La rivelazione lasciò Connor interdetto e sbalordito per qualche secondo di troppo. Era l'ultima cosa che si aspettava di sentire dalla bocca di Jasper e, onestamente, non aveva idea di quale fosse il comportamento più giusto da attuare.
Doveva andare da lei a complimentarsi per il successo? Oppure ignorare tutto?
Optò per la seconda ipotesi, dicendo a se stesso che avrebbe aspettato di sentire la notizia direttamente da lei. Ma la verità era che aveva così tanta paura di affrontarla che non si sarebbe mai alzato da quella sedia.

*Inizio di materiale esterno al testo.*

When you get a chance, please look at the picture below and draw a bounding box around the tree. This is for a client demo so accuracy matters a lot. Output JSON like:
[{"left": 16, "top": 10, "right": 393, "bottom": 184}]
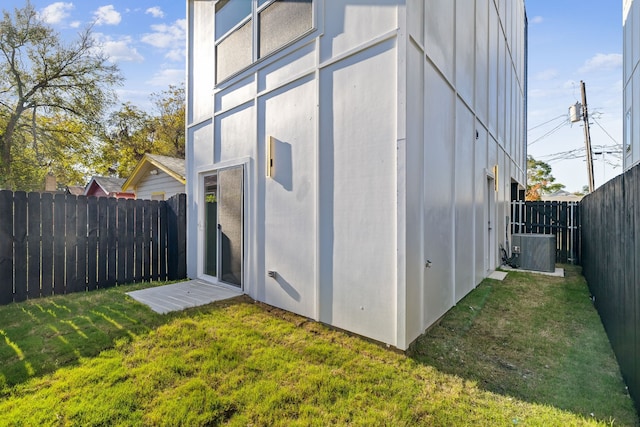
[
  {"left": 151, "top": 84, "right": 185, "bottom": 159},
  {"left": 525, "top": 155, "right": 564, "bottom": 200},
  {"left": 95, "top": 85, "right": 185, "bottom": 178},
  {"left": 0, "top": 0, "right": 122, "bottom": 188}
]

«Sono contento per lei», riuscì a dire, stringendo i denti, con una certa fatica. Nessuno a quel tavolo si sarebbe fatto ingannare dalle sue parole e dal suo tono calmo.
«Quando sarà lontana, ti sarà più facile dimenticarla e andare avanti», aveva detto Edward, per tirargli su il morale.

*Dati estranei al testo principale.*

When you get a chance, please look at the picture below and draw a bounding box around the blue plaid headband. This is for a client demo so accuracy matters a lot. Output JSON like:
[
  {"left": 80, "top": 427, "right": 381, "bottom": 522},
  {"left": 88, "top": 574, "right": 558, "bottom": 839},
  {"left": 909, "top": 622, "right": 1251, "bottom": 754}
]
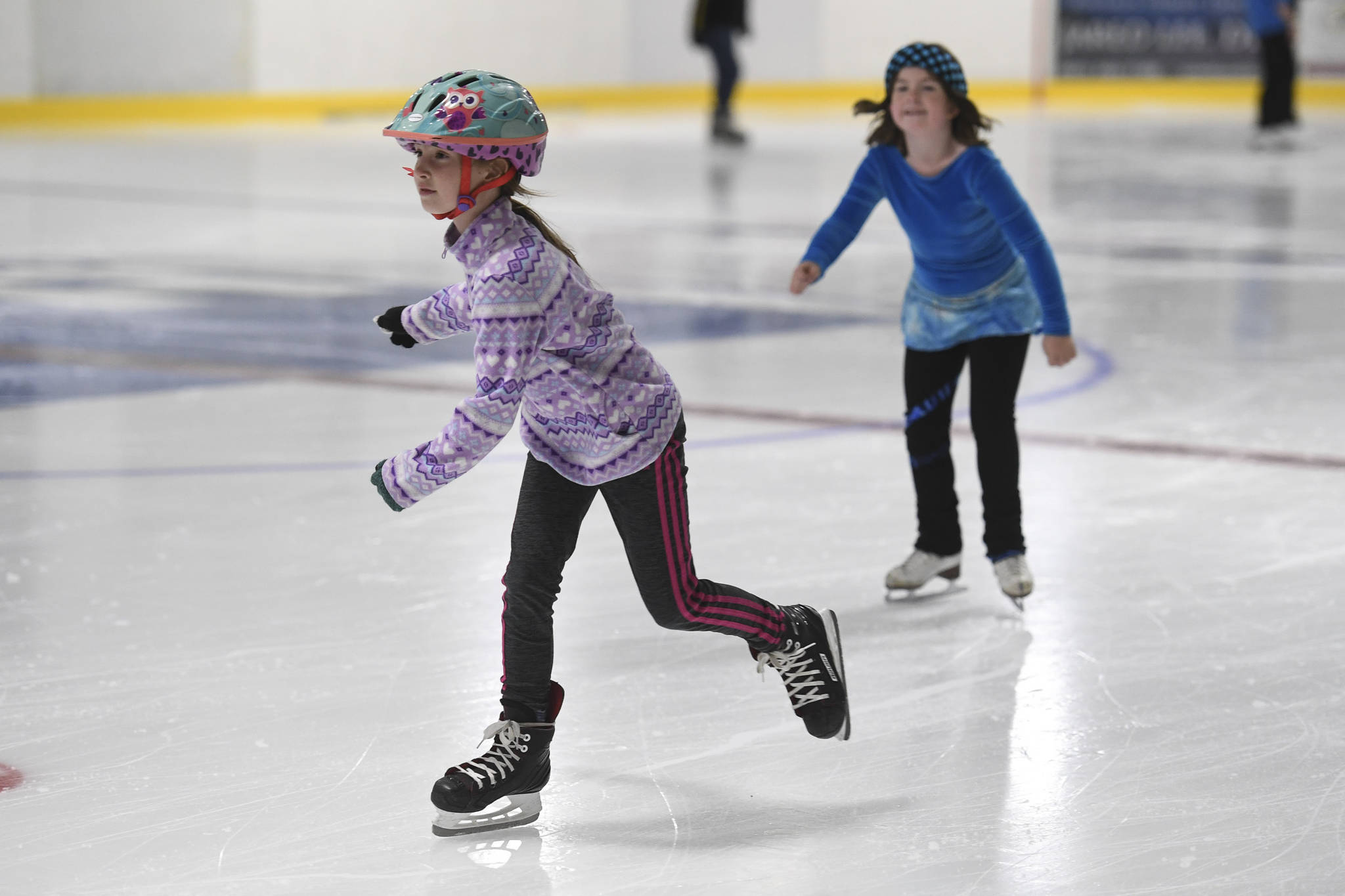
[{"left": 882, "top": 43, "right": 967, "bottom": 96}]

Connor voleva credergli, e in cuor suo sapeva che Cornelia non era quella giusta e quindi sì, non avrebbe fatto fatica a dimenticarla. Eppure c'era una parte del suo cuore, nel più profondo, che continuava a sanguinare.

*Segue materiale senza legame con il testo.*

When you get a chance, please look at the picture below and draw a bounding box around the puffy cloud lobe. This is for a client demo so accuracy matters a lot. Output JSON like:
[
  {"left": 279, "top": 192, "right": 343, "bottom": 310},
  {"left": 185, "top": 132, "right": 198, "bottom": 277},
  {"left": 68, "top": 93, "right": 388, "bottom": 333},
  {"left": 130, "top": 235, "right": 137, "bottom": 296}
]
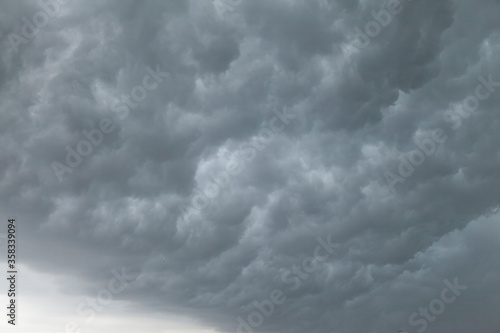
[{"left": 0, "top": 0, "right": 500, "bottom": 333}]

«Buonasera, giovanotti. Disturbo?», la voce delicata e affabile che lo distrasse dai suoi pensieri dolorosi, apparteneva di sicuro a qualcuno che conosceva già.
Ed infatti non appena alzò la testa, incontrò il volto cordiale e il sorriso di John, l'amico di Martin, che teneva in mano due bicchieri di bourbon.
Uno lo porse a lui che accettò volentieri prima di fargli cenno con la testa di potersi sedere al suo fianco.
«Martin non è in città», annunciò subito, immaginando che stesse cercando lui, ma John annuì, pacato: «Lo so, ci siamo visti prima della sua partenza. In realtà stavo proprio cercando voi».
Gli rivolse uno sguardo eloquente prima di aggiungere: «Ho saputo dell'incendio che coinvolto la drogheria ai Five Points. Ne è rimasta coinvolta anche vostra sorella, se non sbaglio».
«Sì, ma le sta bene, grazie al cielo».
«Sono davvero addolorato dall'accaduto e tremendamente mortificato dalla piega che sta prendendo questa città».
Al tavolo tutti compresero che John era sul punto di iniziare a parlare di politica e cose fin troppo serie per tre ragazzi un po' ubriachi.
Eppure Connor non lo fermò, anzi, rimase ad ascoltare interessato. Forse per la prima volta da quando era giunto a New York, sentiva di provare un vivo interesse per qualcosa che non riguardasse lui o la sua famiglia.
John ci credeva fermamente nei suoi ideali, al punto che sarebbe stato in grado di trascinare qualcuno come Connor, un'anima in cerca di un obbiettivo.
E forse non doveva buttarsi tra le braccia di un'altra donna, per dimenticarsi Cornelia, ma impegnarsi in qualcosa di molto più grande.
Così quella sera fece molte domande al suo interlocutore, mentre Edward e Jasper, poco interessati, cercavo di capire se la sua fosse solo gentilezza.
Nessuno poteva capire in quel momento quanto avesse necessità di non sentirsi più inutile. Dopo che era stato costretto a vedere sua sorella prendere una decisione difficile, senza poter far di fatto nulla per lei, qualcosa era cresciuto nel profondo del suo cuore.
Rabbia, tristezza, senso d'ingiustizia. Desiderava tirare tutto fuori, per renderlo più costruttivo.